According to Acts 13–14, under the inspiration of the Holy Spirit and at the instigation of the church of Antioch, Paul and Barnabas undertook the so-called First Missionary Journey in the area of Cyprus and Southern Anatolia (Acts 13:2). Upon their triumphal return (14:27), the Antiochene church again sent them off, this time to Jerusalem (15:2), to confront the leaders of the church there because some people from Judea had demanded the circumcision of new brothers (Acts 15:1). For the reconstruction of what happened at the ensuing Jerusalem Conference only Paul’s narrative in Gal 2 can serve as a primary source.

Acting on a revelation, Paul tells us (Gal 2:2), the Apostle goes to Jerusalem with Barnabas and acquaints the Jerusalem community with his gospel message. In a provocative act, he takes along with him the Gentile Christian Titus in order to obtain in principle the assent of the Jerusalem leaders and the community there to his practice of the “law-free” mission among Gentiles. Paul’s wish is fulfilled. Titus need not be circumcised, and the Jerusalem leaders acknowledge Paul’s apostleship.

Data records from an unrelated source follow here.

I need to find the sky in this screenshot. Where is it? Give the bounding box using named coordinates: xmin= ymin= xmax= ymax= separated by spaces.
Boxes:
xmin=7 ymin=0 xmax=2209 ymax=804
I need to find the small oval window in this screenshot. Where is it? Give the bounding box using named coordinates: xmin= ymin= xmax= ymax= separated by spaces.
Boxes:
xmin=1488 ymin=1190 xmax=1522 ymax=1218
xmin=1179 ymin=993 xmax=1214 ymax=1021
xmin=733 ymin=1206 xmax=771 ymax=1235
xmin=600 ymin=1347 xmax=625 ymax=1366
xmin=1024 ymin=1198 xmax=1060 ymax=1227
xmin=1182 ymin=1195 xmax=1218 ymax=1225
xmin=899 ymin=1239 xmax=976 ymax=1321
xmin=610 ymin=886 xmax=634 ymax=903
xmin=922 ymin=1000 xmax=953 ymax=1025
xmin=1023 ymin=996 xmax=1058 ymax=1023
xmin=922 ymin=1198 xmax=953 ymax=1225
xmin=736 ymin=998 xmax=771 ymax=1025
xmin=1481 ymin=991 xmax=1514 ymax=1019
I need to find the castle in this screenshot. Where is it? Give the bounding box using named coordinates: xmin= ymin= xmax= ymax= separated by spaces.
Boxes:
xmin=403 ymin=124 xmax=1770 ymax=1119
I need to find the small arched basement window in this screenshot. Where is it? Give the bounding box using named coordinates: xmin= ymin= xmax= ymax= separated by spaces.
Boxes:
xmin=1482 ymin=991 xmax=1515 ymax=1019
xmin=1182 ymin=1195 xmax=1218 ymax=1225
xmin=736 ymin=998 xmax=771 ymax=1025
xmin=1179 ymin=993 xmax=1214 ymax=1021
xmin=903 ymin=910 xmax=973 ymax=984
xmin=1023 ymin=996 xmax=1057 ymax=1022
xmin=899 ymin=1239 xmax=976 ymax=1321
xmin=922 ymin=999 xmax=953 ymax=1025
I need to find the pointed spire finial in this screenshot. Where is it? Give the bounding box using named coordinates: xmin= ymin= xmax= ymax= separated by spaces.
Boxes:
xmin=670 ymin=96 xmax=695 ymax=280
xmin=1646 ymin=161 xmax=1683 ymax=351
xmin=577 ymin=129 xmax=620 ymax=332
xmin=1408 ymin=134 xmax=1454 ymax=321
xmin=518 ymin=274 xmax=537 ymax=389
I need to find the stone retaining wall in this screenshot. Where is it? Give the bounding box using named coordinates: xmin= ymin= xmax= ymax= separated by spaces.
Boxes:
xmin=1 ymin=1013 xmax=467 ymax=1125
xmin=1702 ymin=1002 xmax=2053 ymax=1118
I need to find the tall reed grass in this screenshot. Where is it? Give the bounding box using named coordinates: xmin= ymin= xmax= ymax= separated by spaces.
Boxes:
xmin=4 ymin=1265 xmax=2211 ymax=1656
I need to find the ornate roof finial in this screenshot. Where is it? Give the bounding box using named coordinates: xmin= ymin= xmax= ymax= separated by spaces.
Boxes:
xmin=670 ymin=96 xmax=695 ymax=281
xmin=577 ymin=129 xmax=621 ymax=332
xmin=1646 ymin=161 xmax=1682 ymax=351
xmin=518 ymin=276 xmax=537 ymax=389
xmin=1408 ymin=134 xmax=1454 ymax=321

Paul has left us fragments of the protocol of the agreement in Gal 2:9:

When they perceived the grace that was given to me,
James and Cephas and John, who were reputed to be the pillars, gave to me and Barnabas the right hand of fellowship, [agreeing] that

9bwe should go to the Gentiles
and they to the circumcised;

Paul makes it clear that he was the principal party to the agreement and that Barnabas played a secondary role. Yet those who remember Barnabas’ important role in the First Missionary Journey and before are wont to harmonize Acts with Galatians at this point, and thus they miss the point Paul is trying to make.

This blunder appears in the New Revised Standard Version of the Bible which, due in large part to the influence of the Nation Council of the Churches of Christ, has become a sort of canonical text. Its version of Gal 2:9 reads thus: “…[they] gave to Barnabas and me the right hand of fellowship….

I suspect that the story in Acts has led the NRSV translator astray, for to understand this passage correctly it is important to recognize that Paul places himself ahead of Barnabas at the time of the Jerusalem Council. Thus the sequence “Paul, then Barnabas” matters distinctly if we wish to express what Paul intended. That the order of naming is significant can be seen in the list of the three Jerusalem leaders: James and Cephas and John (Gal 2:9). Note that James and not Cephas is accorded priority. I am concerned that users of NRSV at this point may also reverse the priority order “Paul, Barnabas” to “Barnabas, Paul.”

Here are four translations of Gal 2:9. All of them except NRSV get the sequence “Paul, Barnabas” right.

The King James Version, Gal 2:9: And when James, Cephas, and John, who seemed to be pillars, perceived the grace that was given unto me, they gave to me and Barnabas the right hands of fellowship; that we should go unto the heathen, and they unto the circumcision.

RSV, Gal 2:9: And when they perceived the grace that was given to me, James and Cephas and John, who were reputed to be pillars, gave to me and Barnabas the right hand of fellowship, that we should go to the Gentiles and they to the circumcised.

Common English Bible, Gal 2:9: James, Cephas, and John, who are considered to be key leaders, shook hands with me and Barnabas as equals when they recognized the grace that was given to me.

NRSV, Gal 2:9: And when James and Cephas and John, who were acknowledged pillars, recognized the grace that had been given to me, they gave to Barnabas and me the right hand of fellowship, agreeing that we should go to the Gentiles and they to the circumcised.